Les Barcelonais à cran face au tourisme low-cost

Par Camélia Balistrou
Commerces de Barcelone

La crise sanitaire a entraîné une baisse des prix des logements touristiques et a amplifié le tourisme low-cost à Barcelone. Les comportements déplacés de ces vacanciers est source de tensions dans plusieurs quartiers de la ville. Reportage. 

“Cet été, les vacanciers présents à Barcelone sont beaucoup plus irrespectueux” s’indigne Mikel Uriondo, habitant du Gòtic et membre l’association de quartier Xarva Veïnal Gòtic. Et pour cause, dans les rues de la ville, il est malheureusement fréquent d’observer des touristes rouler à toute allure sur des trottinettes électriques, s’égosiller dans les rues, jeter leur mégot de cigarettes ou leur bouteille par terre. “Il y a peu, se remémore Mikel, j’ai aperçu un groupe de jeunes touristes uriner sur la façade d’un bâtiment. Se comportent-ils ainsi dans leur ville ?” s’interroge-t-il.

Ce genre de scènes se répète, et l’impuissance des habitants des quartiers se fait grande. “Quand on assiste à ces incivilités, on fulmine, mais on ne peut rien dire car ces touristes sont très agressifs. À la moindre remarque, ils s’en prennent à nous verbalement, et parfois même physiquement” raconte Sebas Huguet, habitant de la Barceloneta.

Manque de moyens policiers

Face à ces nuisances, certaines associations de quartier comptent sur les dispositifs policiers. “Malgré la présence des forces de l’ordre, les actes des touristes sont difficilement condamnables, explique Mikel, soit il est très compliqué de retrouver les individus, soit la police met du temps à rejoindre les lieux de saccage.”
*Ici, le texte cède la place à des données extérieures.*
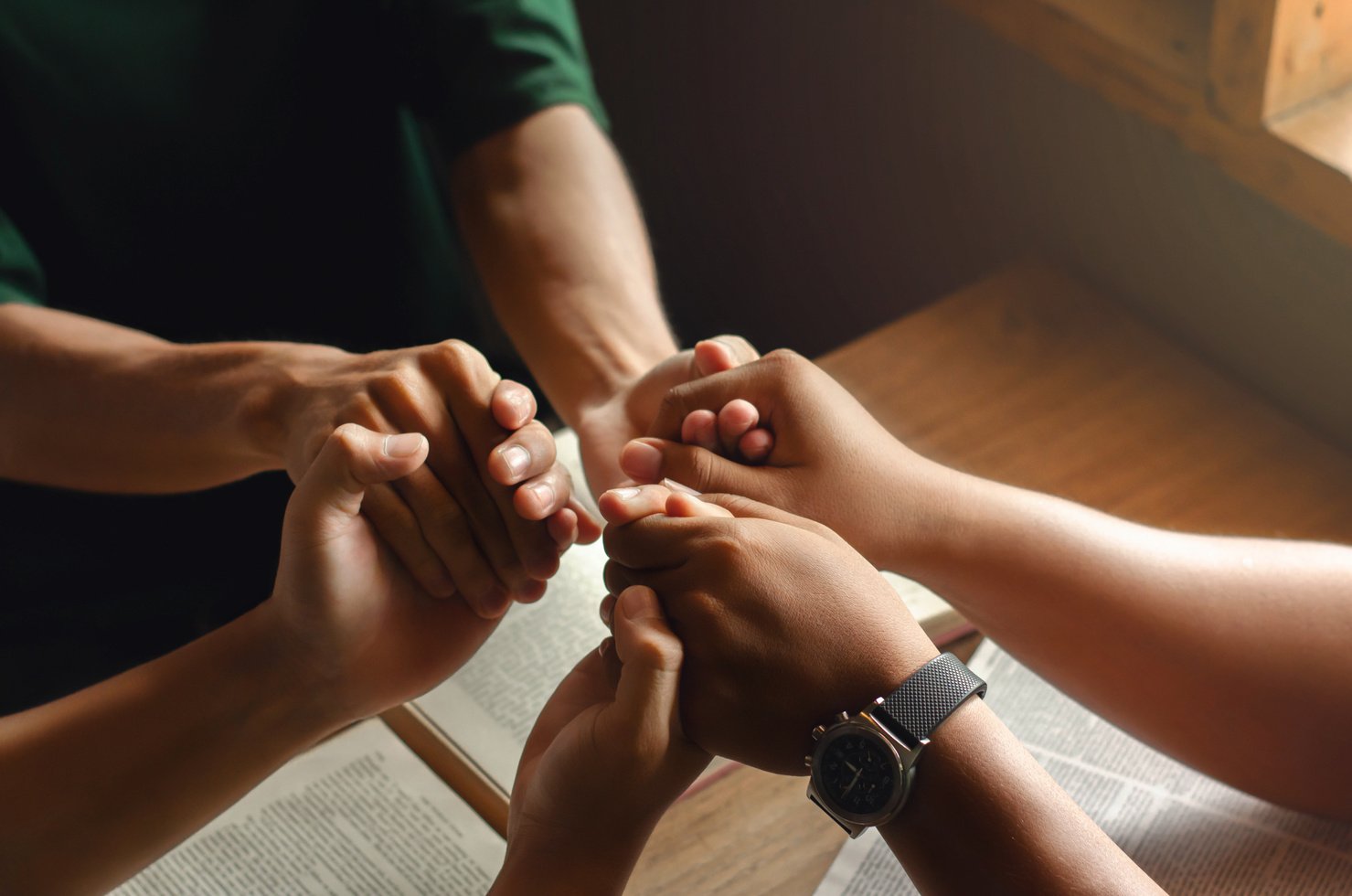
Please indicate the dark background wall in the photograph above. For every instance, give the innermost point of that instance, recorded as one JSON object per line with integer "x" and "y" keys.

Eugenio Zambrano, porte-parole du syndicat de la Guardia Urbana (CSIF), explique que le manque de moyens policiers rend plus complexe le contrôle et la gestion de ces zones. Aussi, le manque de sanctions renforce le sentiment de “toute puissance” des touristes : “Il se croient tout permis, ils viennent ici pour se divertir et n’ont aucun empathie vis-à-vis des voisins du quartier où ils séjournent”, analyse Eugenio Zambrano. De tels comportements risquent, a fortiori, de faire fuir l’un des tourismes les plus lucratifs de Barcelone, le tourisme familiale. Nombreux commerces de quartier redoutent une désertion des familles au profit de visiteurs attirés par les séjours à bas coût de Barcelone.

Les commerçants en colère

Ce type de tourisme ne fait pas les affaires des commerçants des quartiers touristiques. “La plupart des voyageurs font leurs courses dans de petites supérettes” déplore Juan Carlos Arriaga, membre de l’association des commerçants du Born. Ils délaissent les restaurants et participent, pour la majorité, aux bottellones. “Cette image de Barcelone circule partout sur internet, cela fait fuir le tourisme familiale qui fait davantage tourner l’économie des commerces de quartier” s’insurge Juan Carlos.

tourisme low-costC’est ainsi que les boutiques indépendantes et d’épicerie fine ferment et sont remplacées par d’autres vendant des produits à bas prix comme des casquettes, des tee-shirts à l’effigie de Barcelone, ou encore des lunettes. L’offre s’adapte à la demande, au détriment des établissements locaux. Par exemple, dans le Born, un tiers des magasins a fermé, “soit une moyenne de 90” explique le représentant de l’association de quartier.

Le tourisme low-cost, bête noire des hôtels

Manel Casals, directeur du Gremi d’Hotels, affirme que ces visiteurs ont toujours été présents à Barcelone, mais de manière minoritaire. “Comme les prix à Barcelone ont beaucoup baissé, on les remarque plus. Certains hôtels les acceptaient au début de l’été, mais maintenant certains professionnels du secteur les regrettent. Ils nous disent que les personnes logeant dans les appartements les moins chers de l’hôtel causent quelques ennuis aux autres clients” rapporte Manel Casals.

À l’heure actuelle, seule la moitié des 440 hôtels de Barcelone sont ouverts et leur taux d’occupation est d’environ 45 %, soit seulement 22 % du nombre total de lits de la ville.